Она подняла индеек за ноги и понесла в одной руке, так что они висели грудь к груди, их крылья раскрылись, головы качались и длинные шеи сплелись в странной опрокинутой любви. Девушка шла, положив ружье на плечо: приклад был позади, а ствол она держала поднятой левой рукой. Инман следовал за ней. Он так устал, что даже не подумал предложить помощь и понести что-нибудь из ее груза.
Они шли вниз по склону, огибая деревья, и вскоре увидели ручей, его покрытые мхом валуны и деревню далеко под ними, дым из трубы хижины. Запах дыма поднимался вверх и плыл через лес.
Пока они шли, Ада говорила с Инманом таким голосом, который слышала у Руби, когда та разговаривала с возбужденной чем-то лошадью. Слова не имели значения. Говорить можно было все, что угодно. Самые общие фразы о погоде или строчки стихов — все равно. Единственное, что необходимо было, так это спокойный тон, тихий голос.
Поэтому Ада говорила первое, что приходило ей в голову; она перечислила особенности того пейзажа, в котором они находились. Она сама в темной одежде охотника возвращается с охоты вниз по склону лесистого холма, деревня из нескольких хижин с поднимающимся из труб дымом видна внизу, вокруг голубые горы.
— Нет только костра на земле да еще нескольких человек, а так была бы картина «Охотники на снегу» [34], — сказала Ада. И она продолжала говорить без умолку о том, как они с Монро несколько лет назад видели эту картину в музее во время своего путешествия в Европу. Полотно совершенно не понравилось Монро, он находил картину плоской, слишком невыразительной по колориту, без какого-либо намека на мир иной, чем этот. Ни один итальянец не заинтересовался бы такой картиной, заявил он. Однако Ада заинтересовалась, она все ходила вокруг полотна, но у нее не хватало смелости сказать, что она чувствует, потому что причины, по которым оно ей нравилось, были точь-в-точь такими, которыми Монро объяснял свое неприятие этой картины.
Голова у Инмана была затуманена, и он понимал лишь то, что Ада говорила о Монро, как если бы тот был мертв, и что она, кажется, все хотела сказать ему, и звук ее голоса подтверждал это: «Сейчас я знаю больше, чем ты, а знаю я то, что все будет прекрасно».
Вдали от бед и тревог
В хижине было тепло, ярко горело скачущее в очаге пламя, и при закрытой двери трудно было сказать, что снаружи — утро или вечер. Руби сварила кофе. Ада и Инман пили его, сидя так близко к огню, что от растаявшего на их одежде снега поднимался пар. Все молчали, и жилище казалось тесным оттого, что в нем находилось четыре человека. Руби почти не обращала внимания на присутствие Инмана, лишь положила в миску овсянку и поставила ее на землю рядом с ним.

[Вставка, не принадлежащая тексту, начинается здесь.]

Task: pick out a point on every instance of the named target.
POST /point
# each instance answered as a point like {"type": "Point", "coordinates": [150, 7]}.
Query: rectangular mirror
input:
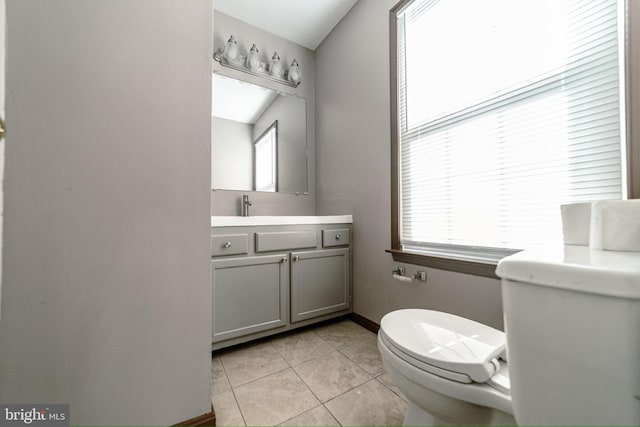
{"type": "Point", "coordinates": [259, 138]}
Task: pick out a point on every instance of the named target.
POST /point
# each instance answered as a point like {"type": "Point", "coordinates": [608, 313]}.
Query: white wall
{"type": "Point", "coordinates": [353, 172]}
{"type": "Point", "coordinates": [106, 294]}
{"type": "Point", "coordinates": [228, 202]}
{"type": "Point", "coordinates": [233, 140]}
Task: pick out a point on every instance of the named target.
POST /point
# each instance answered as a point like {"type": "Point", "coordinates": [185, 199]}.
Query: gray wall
{"type": "Point", "coordinates": [228, 202]}
{"type": "Point", "coordinates": [353, 172]}
{"type": "Point", "coordinates": [233, 140]}
{"type": "Point", "coordinates": [106, 292]}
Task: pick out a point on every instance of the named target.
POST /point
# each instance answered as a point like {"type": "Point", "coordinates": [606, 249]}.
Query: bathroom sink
{"type": "Point", "coordinates": [239, 221]}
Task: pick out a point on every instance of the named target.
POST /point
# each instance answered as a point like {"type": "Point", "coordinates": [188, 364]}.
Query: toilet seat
{"type": "Point", "coordinates": [446, 345]}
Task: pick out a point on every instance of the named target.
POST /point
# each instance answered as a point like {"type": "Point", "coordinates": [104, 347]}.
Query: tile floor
{"type": "Point", "coordinates": [329, 375]}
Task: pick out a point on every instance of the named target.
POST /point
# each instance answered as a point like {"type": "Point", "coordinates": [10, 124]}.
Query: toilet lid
{"type": "Point", "coordinates": [446, 341]}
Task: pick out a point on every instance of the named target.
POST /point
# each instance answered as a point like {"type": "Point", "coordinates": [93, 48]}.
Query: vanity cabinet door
{"type": "Point", "coordinates": [319, 283]}
{"type": "Point", "coordinates": [249, 294]}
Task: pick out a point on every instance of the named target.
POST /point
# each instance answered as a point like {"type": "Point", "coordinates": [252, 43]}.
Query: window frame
{"type": "Point", "coordinates": [485, 266]}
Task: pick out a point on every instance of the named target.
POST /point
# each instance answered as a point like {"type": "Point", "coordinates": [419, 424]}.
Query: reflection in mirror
{"type": "Point", "coordinates": [265, 165]}
{"type": "Point", "coordinates": [242, 159]}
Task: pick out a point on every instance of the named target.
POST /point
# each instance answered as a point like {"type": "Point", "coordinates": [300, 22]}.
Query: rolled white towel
{"type": "Point", "coordinates": [576, 219]}
{"type": "Point", "coordinates": [615, 225]}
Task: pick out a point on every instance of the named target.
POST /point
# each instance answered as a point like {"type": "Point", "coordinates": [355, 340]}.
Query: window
{"type": "Point", "coordinates": [266, 160]}
{"type": "Point", "coordinates": [502, 110]}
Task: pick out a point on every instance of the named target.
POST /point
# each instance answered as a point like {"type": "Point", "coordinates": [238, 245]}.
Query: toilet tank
{"type": "Point", "coordinates": [572, 318]}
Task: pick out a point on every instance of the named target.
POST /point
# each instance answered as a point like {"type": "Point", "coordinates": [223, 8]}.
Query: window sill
{"type": "Point", "coordinates": [468, 265]}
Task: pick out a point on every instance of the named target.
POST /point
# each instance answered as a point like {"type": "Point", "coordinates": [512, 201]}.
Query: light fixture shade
{"type": "Point", "coordinates": [231, 49]}
{"type": "Point", "coordinates": [294, 72]}
{"type": "Point", "coordinates": [275, 68]}
{"type": "Point", "coordinates": [253, 59]}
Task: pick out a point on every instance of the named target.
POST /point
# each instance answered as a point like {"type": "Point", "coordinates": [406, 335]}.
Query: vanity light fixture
{"type": "Point", "coordinates": [231, 49]}
{"type": "Point", "coordinates": [230, 56]}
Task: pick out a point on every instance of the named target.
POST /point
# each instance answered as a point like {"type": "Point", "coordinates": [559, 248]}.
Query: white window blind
{"type": "Point", "coordinates": [508, 108]}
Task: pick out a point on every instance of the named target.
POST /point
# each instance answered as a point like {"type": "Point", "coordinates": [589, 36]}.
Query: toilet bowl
{"type": "Point", "coordinates": [452, 370]}
{"type": "Point", "coordinates": [571, 316]}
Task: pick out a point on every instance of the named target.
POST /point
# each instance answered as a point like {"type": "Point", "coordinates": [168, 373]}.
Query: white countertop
{"type": "Point", "coordinates": [239, 221]}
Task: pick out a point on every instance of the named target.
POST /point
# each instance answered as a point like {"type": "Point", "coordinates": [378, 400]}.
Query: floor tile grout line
{"type": "Point", "coordinates": [387, 387]}
{"type": "Point", "coordinates": [233, 392]}
{"type": "Point", "coordinates": [261, 378]}
{"type": "Point", "coordinates": [306, 385]}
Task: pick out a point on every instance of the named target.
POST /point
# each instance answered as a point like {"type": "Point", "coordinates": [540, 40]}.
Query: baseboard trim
{"type": "Point", "coordinates": [364, 322]}
{"type": "Point", "coordinates": [208, 419]}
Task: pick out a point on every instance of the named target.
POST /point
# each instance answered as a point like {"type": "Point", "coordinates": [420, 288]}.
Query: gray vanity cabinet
{"type": "Point", "coordinates": [249, 295]}
{"type": "Point", "coordinates": [319, 283]}
{"type": "Point", "coordinates": [273, 278]}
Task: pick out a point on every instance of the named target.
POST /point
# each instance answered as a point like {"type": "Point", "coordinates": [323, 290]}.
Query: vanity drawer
{"type": "Point", "coordinates": [335, 237]}
{"type": "Point", "coordinates": [229, 244]}
{"type": "Point", "coordinates": [284, 240]}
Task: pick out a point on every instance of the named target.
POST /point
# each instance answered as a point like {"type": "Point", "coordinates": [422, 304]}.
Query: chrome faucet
{"type": "Point", "coordinates": [245, 205]}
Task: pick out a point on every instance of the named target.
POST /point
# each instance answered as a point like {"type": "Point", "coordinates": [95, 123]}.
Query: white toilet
{"type": "Point", "coordinates": [572, 320]}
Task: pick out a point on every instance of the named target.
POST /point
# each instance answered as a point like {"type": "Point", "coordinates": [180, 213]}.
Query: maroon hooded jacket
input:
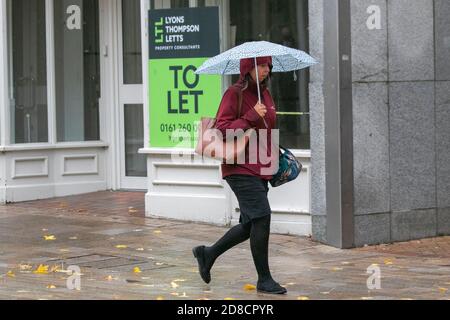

Стоброд очнулся и помотал головой из стороны в сторону. Он открыл глаза, взгляд у него был непонимающий, в нем сквозила боль. Затем он затих снова.
— Он не понимает, где находится, — сказала Ада.
— Как он может понять? — отозвалась Руби. Стоброд, не открывая глаз, произнес, не обращаясь ни к кому в отдельности:
— Там было так много музыки.
Он откинулся назад и снова заснул. Руби подошла, наклонилась над ним и приложила ладонь к его лбу.
— Холодный и влажный, — сказала она. — Это может быть и хорошо, и плохо.
Инман смотрел на миску с кашей и не мог решить, взять ее или нет. Он поставил кружку, из которой пил кофе, рядом с миской. Инман старался думать о том, что будет дальше. Но, изможденный и разморенный теплом от очага, он даже не мог как следует осмотреться — глаза закрывались. Его голова качалась и запрокидывалась назад, и потом, очнувшись, он с трудом мог сосредоточить свой взгляд. Он ничего не хотел, и ничего ему не нужно было, кроме сна.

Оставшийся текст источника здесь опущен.